Коммунисты, вступавшие в чехословацкую заграничную армию, требовали, чтобы эта армия была народной, и добивались возможности определенного политического воздействия на солдат. Такие условия, конечно, противоречили программе заграничного Сопротивления. По этим причинам коммунистов зачастую просто не принимали в группу. Милитаристский угар стихийно распространялся в военных кругах снизу вверх и сверху вниз.
Некоторые генералы, которые эмигрировали за границу и постепенно вступали в руководство заграничным военным Сопротивлением, признавали бывшего президента Бенеша и высказывали желание встать под его верховное командование. Они поддержали Бенеша в его борьбе за власть с послом в Париже Штефаном Осуским, но сделано это было только потому, что Бенеш провозгласил армию одним из главных элементов Сопротивления. Эти генералы уже совсем не были похожи на своих коллег домюнхенской эпохи, политических травоядных, на которых жаловался предавший республику полковник Эммануил Моравец, поступивший на службу к нацистам. Это уже были не те добросовестные, педантичные, тяжело ступающие специалисты, которые из-за своей занятости и борьбы за карьеру не имели времени на изучение политической ситуации в своей стране и за рубежом. Новые генералы обладали не только хорошим политическим чутьем, но и были решительны и жестоки. Один из них, генерал Сергей Ингр, летом 1939 года по пути в Лондон остановился с кратковременным визитом в Кракове. Здесь на вилле известного художника Гофмана, большого почитателя чехословацкого народа, выступая перед представителями чехословацких военных эмигрантов, он ясно выразил свое кредо: «Придет время, и мы избавимся от оккупантов. Но после этого в республике должно быть образовано твердое военное правительство»
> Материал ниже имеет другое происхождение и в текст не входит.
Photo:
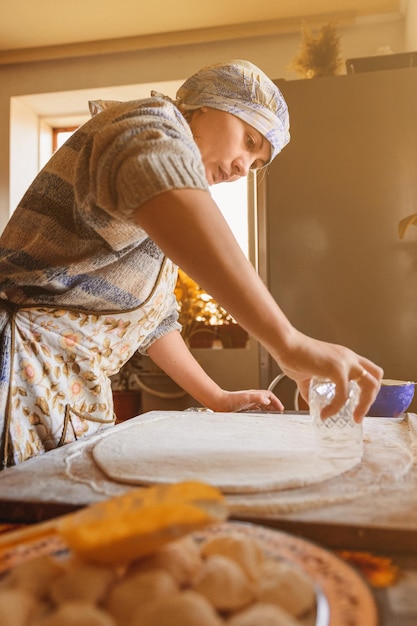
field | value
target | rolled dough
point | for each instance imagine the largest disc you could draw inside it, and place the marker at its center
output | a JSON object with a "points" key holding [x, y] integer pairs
{"points": [[235, 452]]}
Вы имеете в виду диктатуру? осмелился задать тогда вопрос подполковник Свобода, только что принявший командование военной группой. Но против кого? Против народа? Народ нисколько не виноват в крахе республики. Он был готов к справедливой войне. Это мы его обманули, все, кто нес ответственность за безопасность страны, в том числе и военные, конечно. Так зачем же угрожать народу диктатурой?
Генерал, ошеломленный тем, что какой-то подполковник решается ему возражать, бросил раздраженно: «Пан подполковник, вы рассуждаете прямо как генерал!..»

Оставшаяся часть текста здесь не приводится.